Skip to contents

This function wraps the Python run_cissvae function from the ciss_vae module, providing a complete pipeline for missing data imputation using a Cluster-Informed Shared and Specific Variational Autoencoder (CISS-VAE). The function handles data preprocessing, model training, and returns imputed data along with optional model artifacts.
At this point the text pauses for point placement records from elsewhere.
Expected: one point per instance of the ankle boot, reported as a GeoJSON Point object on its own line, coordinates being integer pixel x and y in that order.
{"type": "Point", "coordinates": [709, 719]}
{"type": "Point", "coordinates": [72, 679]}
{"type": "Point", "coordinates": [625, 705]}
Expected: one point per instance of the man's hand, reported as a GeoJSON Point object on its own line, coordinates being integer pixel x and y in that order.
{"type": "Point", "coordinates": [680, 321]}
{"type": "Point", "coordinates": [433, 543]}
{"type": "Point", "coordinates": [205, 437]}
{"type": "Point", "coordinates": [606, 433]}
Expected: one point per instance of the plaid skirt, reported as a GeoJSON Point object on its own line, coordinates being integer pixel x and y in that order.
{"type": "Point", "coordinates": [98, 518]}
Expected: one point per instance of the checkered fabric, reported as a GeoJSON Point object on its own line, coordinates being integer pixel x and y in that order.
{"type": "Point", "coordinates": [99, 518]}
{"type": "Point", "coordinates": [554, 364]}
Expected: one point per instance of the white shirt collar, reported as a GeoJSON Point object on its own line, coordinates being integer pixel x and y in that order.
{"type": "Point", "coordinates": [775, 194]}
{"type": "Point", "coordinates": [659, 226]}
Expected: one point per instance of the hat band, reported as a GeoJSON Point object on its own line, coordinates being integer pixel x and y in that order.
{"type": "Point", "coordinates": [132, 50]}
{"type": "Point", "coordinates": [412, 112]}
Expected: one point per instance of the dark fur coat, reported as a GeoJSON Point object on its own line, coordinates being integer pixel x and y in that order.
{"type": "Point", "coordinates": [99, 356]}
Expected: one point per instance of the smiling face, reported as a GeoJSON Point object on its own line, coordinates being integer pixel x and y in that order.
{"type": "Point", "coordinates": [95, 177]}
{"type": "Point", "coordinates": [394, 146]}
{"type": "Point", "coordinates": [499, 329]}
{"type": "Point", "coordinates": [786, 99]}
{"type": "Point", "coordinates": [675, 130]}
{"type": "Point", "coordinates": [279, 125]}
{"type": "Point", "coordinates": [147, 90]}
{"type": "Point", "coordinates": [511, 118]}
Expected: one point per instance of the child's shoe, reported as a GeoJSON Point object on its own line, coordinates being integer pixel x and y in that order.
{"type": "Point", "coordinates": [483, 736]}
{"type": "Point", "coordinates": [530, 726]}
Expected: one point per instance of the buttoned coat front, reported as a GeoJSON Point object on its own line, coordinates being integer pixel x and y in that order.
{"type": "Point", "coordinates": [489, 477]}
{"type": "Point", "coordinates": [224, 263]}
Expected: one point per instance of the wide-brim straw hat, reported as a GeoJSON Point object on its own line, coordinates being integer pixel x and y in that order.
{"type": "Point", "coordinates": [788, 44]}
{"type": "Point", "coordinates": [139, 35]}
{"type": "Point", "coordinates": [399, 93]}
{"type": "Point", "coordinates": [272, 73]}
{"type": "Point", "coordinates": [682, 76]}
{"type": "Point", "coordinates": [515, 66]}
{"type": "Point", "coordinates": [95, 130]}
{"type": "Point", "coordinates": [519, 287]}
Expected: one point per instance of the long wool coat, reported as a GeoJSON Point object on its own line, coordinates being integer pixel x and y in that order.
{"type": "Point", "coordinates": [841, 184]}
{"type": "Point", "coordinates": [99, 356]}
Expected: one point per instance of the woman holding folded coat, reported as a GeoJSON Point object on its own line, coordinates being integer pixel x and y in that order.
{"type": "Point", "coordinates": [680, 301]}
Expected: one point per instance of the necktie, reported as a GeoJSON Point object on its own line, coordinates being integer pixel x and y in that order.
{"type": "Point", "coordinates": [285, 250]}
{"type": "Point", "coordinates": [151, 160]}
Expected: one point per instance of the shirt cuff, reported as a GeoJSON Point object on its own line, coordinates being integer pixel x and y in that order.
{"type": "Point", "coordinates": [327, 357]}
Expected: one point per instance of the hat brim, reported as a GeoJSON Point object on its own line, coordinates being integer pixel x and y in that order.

The CISS-VAE architecture uses cluster information to learn both shared and cluster-specific representations, enabling more accurate imputation by leveraging patterns within and across different data subgroups.

Usage

run_cissvae(
  data,
  index_col = NULL,
  val_proportion = 0.1,
  replacement_value = 0,
  columns_ignore = NULL,
  print_dataset = TRUE,
  clusters = NULL,
  n_clusters = NULL,
  seed = 42,
  missingness_proportion_matrix = NULL,
  scale_features = FALSE,
  k_neighbors = 15L,
  leiden_resolution = 0.5,
  leiden_objective = "CPM",
  hidden_dims = c(150, 120, 60),
  latent_dim = 15,
  layer_order_enc = c("unshared", "unshared", "unshared"),
  layer_order_dec = c("shared", "shared", "shared"),
  latent_shared = FALSE,
  output_shared = FALSE,
  batch_size = 4000,
  epochs = 500,
  initial_lr = 0.01,
  decay_factor = 0.999,
  beta = 0.001,
  device = NULL,
  max_loops = 100,
  patience = 2,
  epochs_per_loop = NULL,
  initial_lr_refit = NULL,
  decay_factor_refit = NULL,
  beta_refit = NULL,
  verbose = FALSE,
  return_model = TRUE,
  return_clusters = FALSE,
  return_silhouettes = FALSE,
  return_history = FALSE,
  return_dataset = FALSE,
  do_not_impute_matrix = NULL,
  debug = FALSE
)

Arguments

data

A data.frame or matrix (samples × features) containing the data to impute. May contain NA values which will be imputed.

index_col

Character. Name of column in data to treat as sample identifier. This column will be removed before training and re-attached to results. Default NULL.

val_proportion

Numeric. Fraction of non-missing entries to hold out for validation during training. Must be between 0 and 1. Default 0.1.

replacement_value

Numeric. Fill value for masked entries during training. Default 0.0.

columns_ignore

Character or integer vector. Columns to exclude from validation set. Can specify by name or index. Default NULL.

print_dataset

Logical. If TRUE, prints dataset summary information during processing. Default TRUE.

clusters

Optional vector or single-column data.frame of precomputed cluster labels for samples. If NULL, clustering will be performed automatically. Default NULL.

n_clusters

Integer. Number of clusters for KMeans clustering when clusters is NULL. Number of clusters for KMeans clustering when 'clusters' is NULL. If NULL, will use HDBSCAN for clustering. Default NULL.

seed

Integer. Random seed for reproducible results. Default 42.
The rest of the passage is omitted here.